J’ai également eu le privilège de déguster une cuvée qui après une année d’élevage et six mois de mise en bouteille sera mise en vente en fin d’année :

Terres Noires 2015 : il s’agit d’un autre assemblage. Le cornalin « remplace » le pinot noir et complète l’humagne rouge et le diolinoir. Robe sombre, nez fruité avec des fruits noirs dominants. Belle concentration, beaucoup de finesse, un caractère un peu gras en bouche. Belle longueur. Un vin très fin donc, équilibré, avec un beau retour du fruit en finale. Très bien. Elevage parfaitement dosé. Bravo !
Cette cuvée sera proposée à la vente dans des coffrets de bois de six bouteilles. Quelques magnums seront aussi proposés à la vente. Avis aux amateurs. Le prix, plus élevé que les autres cuvées me parait parfaitement justifié!
Merci à Nicolas Jacquier pour son accueil. Je crois qu’il est juste de dire qu’il a parfaitement pris conscience du potentiel que ses vins peuvent offrir. Après s’être presque montré gêné de signaler que ses vignes étaient situées à Ardon, hors zone Grand Cru, il a pu mettre en exergue que la production de la cave de Bovanche est de très belle facture.

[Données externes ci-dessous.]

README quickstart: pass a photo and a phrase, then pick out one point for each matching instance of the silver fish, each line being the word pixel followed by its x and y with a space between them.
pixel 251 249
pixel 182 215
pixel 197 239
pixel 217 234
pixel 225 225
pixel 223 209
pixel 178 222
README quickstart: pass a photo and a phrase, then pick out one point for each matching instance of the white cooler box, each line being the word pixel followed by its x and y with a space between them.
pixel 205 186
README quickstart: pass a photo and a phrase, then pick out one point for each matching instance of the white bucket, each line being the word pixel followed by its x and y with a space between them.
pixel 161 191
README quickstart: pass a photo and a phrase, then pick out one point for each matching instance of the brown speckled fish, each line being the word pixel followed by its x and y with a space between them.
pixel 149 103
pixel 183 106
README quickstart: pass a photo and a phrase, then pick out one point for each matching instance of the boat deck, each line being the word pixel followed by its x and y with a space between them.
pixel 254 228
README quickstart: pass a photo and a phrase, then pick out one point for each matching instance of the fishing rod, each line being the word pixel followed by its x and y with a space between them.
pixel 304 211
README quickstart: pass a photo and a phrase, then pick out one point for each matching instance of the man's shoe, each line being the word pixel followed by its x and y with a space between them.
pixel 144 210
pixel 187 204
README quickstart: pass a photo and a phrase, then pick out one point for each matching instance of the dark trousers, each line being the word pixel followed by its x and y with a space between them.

Vous l’aurez compris : le rapport qualité/prix/plaisir pour les amateurs est aujourd’hui exceptionnel. Il ne devrait pas rester continuellement à ce niveau, car des prix aussi bas vont l’empêcher d’investir, que ce soit pour réaliser de la replantation de cépages à la vigne, où d’achat de matériel vinaire en cave. Mais Rome ne s’est pas faite un une semaine non plus.
Notre homme est encore à l’aube de son parcours. Et il sait ce qu’il a à faire.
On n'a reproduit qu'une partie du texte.